FIG. 7 illustrates the waveforms of the voltage VAK, the current IAK and the current ILED. Since the voltage VAK is associated with the rectified AC voltage VAC whose value varies periodically with time, a cycle between t0-t6 is used for illustration, wherein the period between t0-t3 is the rising period of the rectified AC voltage VAC and the period between t3-t6 is the falling period of the rectified AC voltage VAC. Between t0-t1 when the voltage VAK gradually increases, the two-terminal current controller 120 is first turned on, after which the current IAK increases with the voltage VAK in a specific manner and the current ILED is maintained at substantially zero. Between t1-t2 when the voltage VAK is larger than the voltage VDROP, the two-terminal current controller 120 is configured to limit the current IAK to the maximum current IMAX, and the current ILED remains substantially zero since the luminescent device 10 is still turned off. Between t2-t4 when the voltage VAK is larger than the voltage VOFF—TH, the two-terminal current controller 120 is turned off and the current associated with the rectified AC voltage VAC thus flows through the luminescent device 10. Therefore, the current IAK is reduced to zero, and the current ILED changes with the voltage VAK. Between t4-t5 when the voltage VAK drops to a value between the voltage VDROP and the voltage VOFF—TH, the two-terminal current controller 120 is turned on, thereby limiting the current IAK to the maximum current IMAX and maintaining the current ILED at substantially zero. Between t5-t6 when the voltage VAK drops below the voltage VDROP, the current IAK decreases with the voltage VAK in a specific manner.
If the power supply circuit 110 somehow fluctuates and the rectified AC voltage VAC is raised above its upper design limit VMAX (such as during t7-t8), this overvoltage may cause overcurrent to damage the luminescent device 10 and may create extra heat. In the present invention, the impedance device ZL may function as a current limiter capable of preventing the luminescent device 10 from possible damages due to overcurrent and improving heat dissipation.

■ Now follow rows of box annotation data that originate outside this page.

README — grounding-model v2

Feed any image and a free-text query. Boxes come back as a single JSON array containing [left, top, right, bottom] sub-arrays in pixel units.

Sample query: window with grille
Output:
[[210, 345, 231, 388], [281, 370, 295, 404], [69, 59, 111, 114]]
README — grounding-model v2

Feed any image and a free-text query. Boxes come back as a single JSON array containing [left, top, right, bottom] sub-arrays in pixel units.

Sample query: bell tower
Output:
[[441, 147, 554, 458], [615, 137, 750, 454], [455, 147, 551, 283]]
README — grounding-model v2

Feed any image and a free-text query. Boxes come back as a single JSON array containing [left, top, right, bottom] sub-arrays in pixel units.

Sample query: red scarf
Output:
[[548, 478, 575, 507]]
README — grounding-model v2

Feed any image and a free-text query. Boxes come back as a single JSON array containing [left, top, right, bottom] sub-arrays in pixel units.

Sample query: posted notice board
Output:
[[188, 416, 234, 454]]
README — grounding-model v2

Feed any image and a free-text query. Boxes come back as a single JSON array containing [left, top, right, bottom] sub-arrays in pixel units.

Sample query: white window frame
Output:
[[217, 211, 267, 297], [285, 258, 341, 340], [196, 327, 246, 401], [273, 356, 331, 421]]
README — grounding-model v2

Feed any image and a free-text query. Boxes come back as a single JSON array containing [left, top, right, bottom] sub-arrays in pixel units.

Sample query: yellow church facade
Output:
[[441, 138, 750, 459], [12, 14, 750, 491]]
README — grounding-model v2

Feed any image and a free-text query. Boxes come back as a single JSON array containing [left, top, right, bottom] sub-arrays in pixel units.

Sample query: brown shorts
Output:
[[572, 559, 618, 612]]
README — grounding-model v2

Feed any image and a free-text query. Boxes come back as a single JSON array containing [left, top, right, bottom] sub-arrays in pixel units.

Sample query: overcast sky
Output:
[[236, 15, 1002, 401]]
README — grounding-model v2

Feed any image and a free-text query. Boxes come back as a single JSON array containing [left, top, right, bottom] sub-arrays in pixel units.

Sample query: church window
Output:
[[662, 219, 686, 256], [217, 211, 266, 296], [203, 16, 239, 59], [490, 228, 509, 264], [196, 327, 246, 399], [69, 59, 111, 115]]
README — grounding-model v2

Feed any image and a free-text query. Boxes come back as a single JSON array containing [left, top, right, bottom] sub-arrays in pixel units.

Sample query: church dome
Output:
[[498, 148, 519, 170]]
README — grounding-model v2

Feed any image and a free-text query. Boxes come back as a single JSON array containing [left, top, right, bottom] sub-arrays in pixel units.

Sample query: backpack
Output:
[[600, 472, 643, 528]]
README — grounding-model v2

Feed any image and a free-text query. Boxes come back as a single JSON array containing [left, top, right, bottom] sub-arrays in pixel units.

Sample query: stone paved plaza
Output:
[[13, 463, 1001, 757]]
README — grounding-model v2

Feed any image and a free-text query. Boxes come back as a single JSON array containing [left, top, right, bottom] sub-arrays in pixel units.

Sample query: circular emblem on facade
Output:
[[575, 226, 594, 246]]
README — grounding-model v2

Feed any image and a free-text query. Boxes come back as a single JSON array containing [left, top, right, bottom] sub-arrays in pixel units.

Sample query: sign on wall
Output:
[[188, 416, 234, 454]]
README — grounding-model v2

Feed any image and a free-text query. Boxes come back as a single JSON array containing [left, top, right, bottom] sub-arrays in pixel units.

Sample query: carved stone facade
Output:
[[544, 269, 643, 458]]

FIG. 8 is a diagram of an illustrated embodiment of the two-terminal current controller 120. In this embodiment, the two-terminal current controller 120 includes a switch QN, a control circuit 50, a current-detecting circuit 60, and a voltage-detecting circuit 70. The switch QN may include a field effect transistor (FET), a bipolar junction transistor (BJT) or other devices having similar function. In FIG. 5, an N-type metal-oxide-semiconductor (NMOS) transistor is used for illustration, but does not limit the scope of the present invention. With the gate coupled to the control circuit 50 for receiving a turn-on voltage Vg, the drain-to-source voltage, the gate-to-source voltage and the threshold voltage of the switch QN are represented by VDS, VGS and VTH, respectively. When the switch QN operates in the linear region, its drain current is mainly determined by the drain-to-source voltage VDS; when the switch QN operates in the saturation region, its drain current is only related to the gate-to-source voltage VGS.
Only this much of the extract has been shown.